Raven:
Quote:...more about the ambient cues...the reverb that's in the recording (real or added) blends together seemlessly from the left speaker to the right speaker, with no dropouts in the middle.
Interesting. I have never heard a dropout in the middle so can't relate. But I like ambient information as a guide too. It remains a primary listening tool for refining my system/room. I learned about it from Eric Hider when they were developing the Tranquility DAC. They found the fine information a critical indicator for extracting all that Rebook had, finding 44/16 contained much more than most folks thought back then...plenty to sound alive and smooth... "analog"... if carefully revealed. With that fine information came so much more.
Here the ambience has no boundaries that I can tell, though I do hear more in front of me where the instruments are than behind. But the trails go all around including behind, and continue well beyond the walls. Feeling like being in the room of the players is enhanced by this spacial ambience, but the local stuff, the ambient info around each player is pretty huge too for me. I stopped trying to locate sound to the speakers...they look like props.

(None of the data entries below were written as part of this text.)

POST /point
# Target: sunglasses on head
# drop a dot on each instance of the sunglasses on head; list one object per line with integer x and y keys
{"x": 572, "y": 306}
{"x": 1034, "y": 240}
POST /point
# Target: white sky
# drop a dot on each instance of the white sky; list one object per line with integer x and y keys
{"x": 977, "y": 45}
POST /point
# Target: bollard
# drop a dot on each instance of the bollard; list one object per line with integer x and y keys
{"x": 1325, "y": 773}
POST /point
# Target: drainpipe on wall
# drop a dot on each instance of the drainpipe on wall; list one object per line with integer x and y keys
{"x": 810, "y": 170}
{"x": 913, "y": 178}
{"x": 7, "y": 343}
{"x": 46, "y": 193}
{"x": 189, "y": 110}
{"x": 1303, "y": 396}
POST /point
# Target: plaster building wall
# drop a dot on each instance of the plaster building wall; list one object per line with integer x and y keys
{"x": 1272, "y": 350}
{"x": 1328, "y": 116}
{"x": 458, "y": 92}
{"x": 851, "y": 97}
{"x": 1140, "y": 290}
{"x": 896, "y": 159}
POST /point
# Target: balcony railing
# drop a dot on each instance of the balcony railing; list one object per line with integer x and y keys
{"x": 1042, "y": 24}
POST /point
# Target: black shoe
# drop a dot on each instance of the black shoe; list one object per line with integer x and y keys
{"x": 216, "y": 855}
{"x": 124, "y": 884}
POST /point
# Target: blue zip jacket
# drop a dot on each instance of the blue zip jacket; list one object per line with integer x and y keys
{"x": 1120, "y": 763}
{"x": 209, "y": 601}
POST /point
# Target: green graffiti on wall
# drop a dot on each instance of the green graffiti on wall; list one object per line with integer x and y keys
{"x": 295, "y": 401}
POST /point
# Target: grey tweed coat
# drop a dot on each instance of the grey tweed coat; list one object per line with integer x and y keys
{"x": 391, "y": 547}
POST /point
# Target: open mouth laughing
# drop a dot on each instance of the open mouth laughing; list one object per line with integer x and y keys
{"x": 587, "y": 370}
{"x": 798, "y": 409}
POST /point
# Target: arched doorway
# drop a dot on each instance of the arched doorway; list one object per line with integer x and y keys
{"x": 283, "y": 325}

Fine information, including ambience and harmonics are what I was talking about in terms of solving limitations to transparency and open spaciousness. If the system and room are not limiting or overly altering what is available from the recording, complex ambient information seems to be naturally present.
Quote:When it's realy well done, you can actually hear the walls of the room the recording was made in, supersede your own walls (which is why diffusers are so important IMHO).

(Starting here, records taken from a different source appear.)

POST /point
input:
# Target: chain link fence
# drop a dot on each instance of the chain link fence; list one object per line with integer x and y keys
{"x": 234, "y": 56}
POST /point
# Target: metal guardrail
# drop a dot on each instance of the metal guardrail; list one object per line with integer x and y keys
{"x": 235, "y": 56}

Ambience of the space created in the recording has always been natural sounding here, but it can be better or worse depending on how revealing my system is tuned. Hearing recorded space wall reflections shows up when it is there. I usually find it a little distracting but it does indicate that the system is not limiting potential.
Ambience filling the areas around players and fading in all directions, sort of without boundaries have been normal for me without any normal diffusers. But then I do have a lot of natural diffusion from the way my room is made; some traps and absorbers in non-obtrusive, non-traditional locations; lots of various electronic noise mitigation and vibration mitigation (pretty big players); and some other sound clarifying tools you probably doubt the reality of.
Quote:But the "wall of sound" comes from the ambient cues filling the space in front of you, projecting a 3D space inside your space.
I think I understand now, the “wall” indicating no space in the musical presentation, the ambience filling in between and around the players? I guess "a wall of sound behind the speakers" suggests being more linear to me than 3D so I was a little confused.
Pal:
Quote:I have always had good depth behind the speakers. It was soundstage in front of the speakers I lacked. Everything was pretty much behind.
Now I am more enveloped in sound which is great for these live performances. That is primarily a Regen thing
Sounds good! Does that mean there are players in front of the speakers? Here for the most part I only hear the singers and ambient/spacial information in front.